Namun, terdapat wacana yang menyebut pengurangan kuota haji hingga 50 persen oleh pihak Saudi. Langkah itu diduga sebagai respons terhadap sejumlah permasalahan yang terjadi dalam penyelenggaraan haji 2025, termasuk aspek teknis hingga manajemen jemaah. Karenanya, BP Haji mengupayakan melakukan negosiasi dengan Saudi.
“Ada wacana pengurangan kuota hingga 50 persen oleh pihak Saudi. Saat ini kami sedang melakukan negosiasi, karena manajemen haji untuk tahun depan akan beralih dari Kementerian Agama ke BP Haji, dan akan ada sistem manajemen baru yang kami sampaikan,” kata Irfan menguraikan.
Selain itu, Pemerintah Arab Saudi juga mendorong pembentukan task force bersama Indonesia untuk mempersiapkan haji 2026. Kolaborasi ini bertujuan memastikan akurasi data jemaah, terutama terkait aspek kesehatan (istita’ah), penerbangan, akomodasi, konsumsi, transportasi, hingga tenda di Arafah, Muzdalifah, dan Mina.
Lebih dari sekadar kuota, perhatian besar Saudi justru tertuju pada kondisi jemaah Indonesia yang dinilai kurang memenuhi syarat kesehatan (istitha’ah). Dalam forum tersebut, perwakilan Saudi mengungkapkan keprihatinan mendalam, bahkan dengan nada tajam.

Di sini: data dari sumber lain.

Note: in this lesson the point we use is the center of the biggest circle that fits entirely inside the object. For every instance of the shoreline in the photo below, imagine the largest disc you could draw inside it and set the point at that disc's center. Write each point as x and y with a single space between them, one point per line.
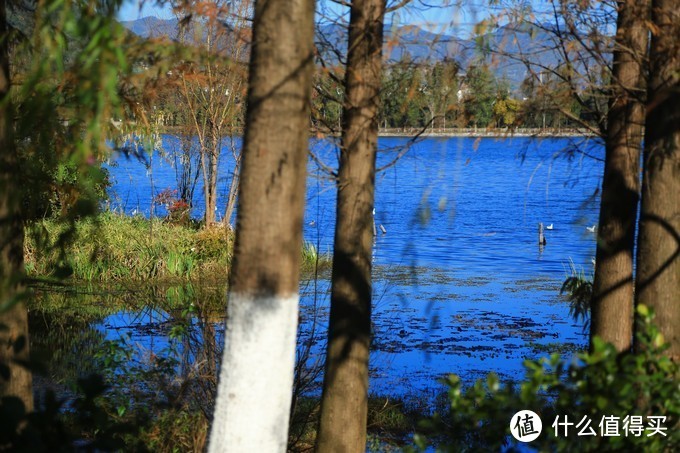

“Ada yang meninggal bahkan saat masih di pesawat. Why do you bring people to death here?” ungkap perwakilan Saudi.
Pernyataan tersebut mencerminkan kegelisahan Saudi atas lemahnya sistem seleksi jemaah yang dinilai belum optimal dalam menyaring mereka yang benar-benar sehat untuk menunaikan ibadah yang sangat berat secara fisik ini.
Saudi menekankan perlunya transparansi dan validasi data kesehatan jemaah secara ketat, dengan mendesak pembentukan task force gabungan Indonesia-Saudi. Gugus tugas ini nantinya akan memverifikasi dan mengawasi seluruh aspek perjalanan haji, mulai dari kesehatan, penerbangan, hingga logistik di Tanah Suci.
Perlu dipahami, elemen-elemen tersebut akan dikontrol oleh task force Indonesia-Saudi. Kedua negara akan membentuk task force bersama guna meningkatkan pengawasan dan efisiensi yang fokus utamanya mencakup:
– Validasi data kesehatan jemaah (istithaah),
– Standarisasi akomodasi dan makanan, dan
– Kontrol transportasi dan logistik di Arafah, Muzdalifah, dan Mina.
Selain itu, terdapat sejumlah kebijakan baru yang diterapkan oleh Arab Saudi. Salah satu kebijakan itu adalah pembatasan jumlah syarikah maksimal dua perusahaan, pengetatan standar kesehatan jemaah, pengawasan standar hotel, porsi makanan, serta jumlah kasur per jemaah.
Saudi juga menetapkan bahwa pelaksanaan dam haji hanya diperbolehkan di dua tempat, yakni di negara asal atau di Arab Saudi melalui perusahaan resmi yang ditunjuk kerajaan, yaitu Ad-Dhahi. Siapapun yang melakukan pelanggaran akan kebijakan tersebut akan dikenakan sanksi.